The Chief didn’t help eastbound passengers as the National left Kansas City at 9:40 am, so passengers arriving on the Super Chief/El Capitan had 7 hour 40 minute early-morning layover. Nevertheless, Amtrak tried running both a coach and a sleeping car through between Los Angeles and New York. After the Chief stopped running, Amtrak still ran a through sleeping car (with a much-longer westbound layover in Kansas City) but not a coach.

The Chief was apparently meant to be a summer-only experiment, as this timetable states that the Chief‘s last trip would be September 22. Amtrak didn’t repeat the experiment in 1973, probably because the synergistic effects weren’t there and ridership was lower than expected.

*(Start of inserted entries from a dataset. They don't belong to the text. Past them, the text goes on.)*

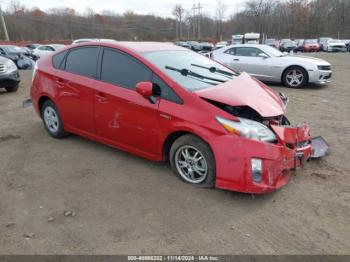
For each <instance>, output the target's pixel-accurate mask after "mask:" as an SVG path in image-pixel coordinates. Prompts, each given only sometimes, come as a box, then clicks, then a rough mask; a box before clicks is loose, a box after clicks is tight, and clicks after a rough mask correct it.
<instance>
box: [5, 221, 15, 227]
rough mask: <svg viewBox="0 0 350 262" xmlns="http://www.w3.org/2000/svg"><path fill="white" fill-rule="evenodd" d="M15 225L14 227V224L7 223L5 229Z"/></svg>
mask: <svg viewBox="0 0 350 262" xmlns="http://www.w3.org/2000/svg"><path fill="white" fill-rule="evenodd" d="M15 225H16V223H15V222H8V223H7V224H6V227H7V228H9V227H13V226H15Z"/></svg>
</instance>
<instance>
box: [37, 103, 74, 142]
mask: <svg viewBox="0 0 350 262" xmlns="http://www.w3.org/2000/svg"><path fill="white" fill-rule="evenodd" d="M41 118H42V120H43V123H44V126H45V129H46V131H47V132H48V133H49V135H50V136H52V137H54V138H63V137H66V136H67V135H68V133H67V132H66V131H65V130H64V127H63V122H62V119H61V116H60V114H59V111H58V109H57V107H56V105H55V104H54V103H53V102H52V101H51V100H46V101H45V102H44V104H43V105H42V107H41Z"/></svg>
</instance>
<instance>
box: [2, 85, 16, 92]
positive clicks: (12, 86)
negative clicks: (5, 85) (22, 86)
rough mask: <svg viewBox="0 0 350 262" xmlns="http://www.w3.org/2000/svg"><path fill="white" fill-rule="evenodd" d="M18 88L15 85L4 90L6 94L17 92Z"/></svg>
mask: <svg viewBox="0 0 350 262" xmlns="http://www.w3.org/2000/svg"><path fill="white" fill-rule="evenodd" d="M18 87H19V84H15V85H13V86H7V87H5V89H6V91H7V92H11V93H14V92H17V90H18Z"/></svg>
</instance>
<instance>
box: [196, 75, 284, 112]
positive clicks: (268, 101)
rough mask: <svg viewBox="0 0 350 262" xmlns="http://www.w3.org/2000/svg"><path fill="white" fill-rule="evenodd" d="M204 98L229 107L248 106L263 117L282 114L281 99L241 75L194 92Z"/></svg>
mask: <svg viewBox="0 0 350 262" xmlns="http://www.w3.org/2000/svg"><path fill="white" fill-rule="evenodd" d="M195 93H196V94H197V95H198V96H200V97H202V98H204V99H209V100H212V101H216V102H219V103H223V104H227V105H230V106H249V107H250V108H252V109H254V110H255V111H256V112H258V113H259V114H260V115H261V116H263V117H273V116H279V115H283V114H284V109H283V102H282V100H281V98H280V97H279V96H278V95H277V94H276V93H275V92H274V91H273V90H272V89H270V88H269V87H267V86H265V85H264V84H263V83H261V82H259V81H258V80H255V79H253V78H252V77H251V76H249V75H248V74H247V73H242V74H241V75H239V76H238V77H236V78H235V79H233V80H231V81H227V82H225V83H222V84H220V85H217V86H213V87H208V88H206V89H202V90H198V91H195Z"/></svg>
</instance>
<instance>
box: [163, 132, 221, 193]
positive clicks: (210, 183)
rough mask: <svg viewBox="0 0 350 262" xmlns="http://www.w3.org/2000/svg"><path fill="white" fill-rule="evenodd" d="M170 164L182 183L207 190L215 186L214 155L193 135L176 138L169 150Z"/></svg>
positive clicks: (208, 145) (214, 159) (197, 138)
mask: <svg viewBox="0 0 350 262" xmlns="http://www.w3.org/2000/svg"><path fill="white" fill-rule="evenodd" d="M170 164H171V167H172V169H173V171H174V173H175V174H176V175H177V176H179V177H180V178H181V179H182V180H183V181H185V182H187V183H190V184H193V185H197V186H202V187H207V188H213V187H214V186H215V177H216V166H215V158H214V155H213V153H212V151H211V149H210V147H209V145H208V144H207V143H205V142H204V141H203V140H201V139H200V138H198V137H197V136H194V135H184V136H181V137H180V138H178V139H177V140H176V141H175V142H174V143H173V145H172V146H171V149H170Z"/></svg>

The timetable pictured above isn’t from my collection. Instead, I downloaded and combined into a PDF individual pages from the Museum of Railway Timetables which, despite the name, is focused on Amtrak timetables. Incidentally, the cover picture shown above is actually the back cover, a bad habit that Amtrak followed in its first few years. The front cover was an ad featuring artwork by Charles Saxon, who was best known as a New Yorker cartoonist.


Comments

Amtrak June 1972 Timetable — 1 Comment

  1. It is also thought that when the private railroads were trying to reduce their passenger deficits, they found that taking off secondary trains had the effect of apportioning all costs, both direct and indirect, to the remaining train on each route making its financial performance appear even more dismal. Don’t know if that accounting method applies to Amtrak or not.